Sensible increase of load average since using metricbeat with docker

Hi there,

As soon as I deployed metricbeat using the following rules (https://logz.io/blog/docker-metricbeat/), load average started to raise significantly.

I only have on my server (4 CPU, 4Go RAM) :

  • 37 containers
  • filebeat (collecting docker data)
  • metricbeat (collecting docker data)
  • telegraf (not collecting docker data)

As you can notice, you can clearly see when I turn on and off metricbeat.

Let me know what kind of details you need to investigate further.

Nicolas

Can you check what is taking the CPU? Is it Metricbeat or the Docker daemon or something else? Please also post your Metricbeat version and configuration file. If you used the one from the logz.io blog post, it only polls every 10s, so the increase in load is strange.

Hi,

It was mostly dockerd if i remember well in alternance with metricbeat.

All the stack is 6.0.1

###################### Metricbeat Configuration Example #######################

# This file is an example configuration file highlighting only the most common
# options. The metricbeat.reference.yml file from the same directory contains all the
# supported options with more comments. You can use it as a reference.
#
# You can find the full configuration reference here:
# https://www.elastic.co/guide/en/beats/metricbeat/index.html

#==========================  Modules configuration ============================

metricbeat.config.modules:
  # Glob pattern for configuration loading
  path: ${path.config}/modules.d/*.yml

  # Set to true to enable config reloading
  reload.enabled: false

  # Period on which files under path should be checked for changes
  #reload.period: 10s

metricbeat.modules:
- module: docker
  metricsets: ["container", "cpu", "diskio", "healthcheck", "info", "memory", "network"]
  hosts: ["unix:///var/run/docker.sock"]
  period: 10s


#==================== Elasticsearch template setting ==========================

setup.template.settings:
  index.number_of_shards: 1
  index.codec: best_compression
  #_source.enabled: false

#================================ General =====================================

# The name of the shipper that publishes the network data. It can be used to group
# all the transactions sent by a single shipper in the web interface.
#name:

# The tags of the shipper are included in their own field with each
# transaction published.
#tags: ["service-X", "web-tier"]

# Optional fields that you can specify to add additional information to the
# output.
#fields:
#  env: staging


#============================== Dashboards =====================================
# These settings control loading the sample dashboards to the Kibana index. Loading
# the dashboards is disabled by default and can be enabled either by setting the
# options here, or by using the `-setup` CLI flag or the `setup` command.
#setup.dashboards.enabled: false

# The URL from where to download the dashboards archive. By default this URL
# has a value which is computed based on the Beat name and version. For released
# versions, this URL points to the dashboard archive on the artifacts.elastic.co
# website.
#setup.dashboards.url:

#============================== Kibana =====================================

# Starting with Beats version 6.0.0, the dashboards are loaded via the Kibana API.
# This requires a Kibana endpoint configuration.
setup.kibana:

  # Kibana Host
  # Scheme and port can be left out and will be set to the default (http and 5601)
  # In case you specify and additional path, the scheme is required: http://localhost:5601/path
  # IPv6 addresses should always be defined as: https://[2001:db8::1]:5601
  #host: "localhost:5601"
  host: "https://XXXXXX:443"

#============================= Elastic Cloud ==================================

# These settings simplify using metricbeat with the Elastic Cloud (https://cloud.elastic.co/).

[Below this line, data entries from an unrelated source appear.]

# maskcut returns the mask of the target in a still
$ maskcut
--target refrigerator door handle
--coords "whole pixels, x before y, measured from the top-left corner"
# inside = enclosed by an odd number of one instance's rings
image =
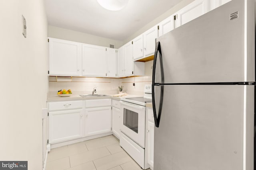
[[[153,111],[154,112],[154,117],[155,121],[155,125],[156,127],[159,127],[160,123],[160,118],[162,113],[162,109],[163,105],[163,100],[164,98],[164,86],[160,85],[160,100],[159,101],[159,106],[158,110],[158,114],[156,114],[156,102],[155,100],[155,86],[159,86],[159,83],[155,82],[155,78],[156,76],[156,59],[158,52],[159,52],[159,61],[160,63],[160,70],[161,72],[161,83],[164,83],[164,69],[163,67],[163,60],[162,56],[162,51],[161,50],[161,45],[160,42],[157,42],[156,44],[156,49],[155,54],[154,55],[154,63],[153,64],[153,75],[152,78],[152,102],[153,105]]]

# The cloud.id setting overwrites the `output.elasticsearch.hosts` and
# `setup.kibana.host` options.
# You can find the `cloud.id` in the Elastic Cloud web UI.
#cloud.id:

# The cloud.auth setting overwrites the `output.elasticsearch.username` and
# `output.elasticsearch.password` settings. The format is `<user>:<pass>`.
#cloud.auth:

#================================ Outputs =====================================

# Configure what output to use when sending the data collected by the beat.

#-------------------------- Elasticsearch output ------------------------------
output.elasticsearch:
  # Array of hosts to connect to.
  hosts: ["XXXXXX:443"]

  # Optional protocol and basic auth credentials.
  protocol: "https"
  username: "XXXXXX"
  password: "XXXXXX"

#----------------------------- Logstash output --------------------------------
#output.logstash:
  # The Logstash hosts
  #hosts: ["localhost:5044"]

  # Optional SSL. By default is off.
  # List of root certificates for HTTPS server verifications
  #ssl.certificate_authorities: ["/etc/pki/root/ca.pem"]

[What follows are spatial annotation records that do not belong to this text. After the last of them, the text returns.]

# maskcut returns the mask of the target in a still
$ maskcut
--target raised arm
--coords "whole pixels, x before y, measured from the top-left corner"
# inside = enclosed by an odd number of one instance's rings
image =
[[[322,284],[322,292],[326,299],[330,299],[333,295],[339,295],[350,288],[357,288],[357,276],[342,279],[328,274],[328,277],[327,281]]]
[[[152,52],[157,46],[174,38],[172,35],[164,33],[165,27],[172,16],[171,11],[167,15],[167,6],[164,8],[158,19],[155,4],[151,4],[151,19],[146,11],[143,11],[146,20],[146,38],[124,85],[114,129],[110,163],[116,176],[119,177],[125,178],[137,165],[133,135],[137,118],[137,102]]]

  # Certificate for SSL client authentication
  #ssl.certificate: "/etc/pki/client/cert.pem"

  # Client Certificate Key
  #ssl.key: "/etc/pki/client/cert.key"

#================================ Logging =====================================

# Sets log level. The default log level is info.
# Available log levels are: critical, error, warning, info, debug
#logging.level: debug

# At debug level, you can selectively enable logging only for some components.
# To enable all selectors use ["*"]. Examples of other selectors are "beat",
# "publish", "service".
#logging.selectors: ["*"]

Hi @nsteinmetz,

I'm wondering, does the performance improve when setting a higher period? Like period: 30s. I'm suspecting docker daemon getting loaded by Metricbeat requests.

Hi @exekias,

Indeed, 30s seems almost without impacts - like only +0.1 on Load Average indicator.

Just applied this setting, I will follow and confirm over the coming hours.

Thanks,
Nicolas

Hmm 30s may be too high too but at least I don't have CPU alerts yet

Screenshot-2017-12-11 Grafana - crnt-cvsq

Just switched to 60s to see if it's acceptable.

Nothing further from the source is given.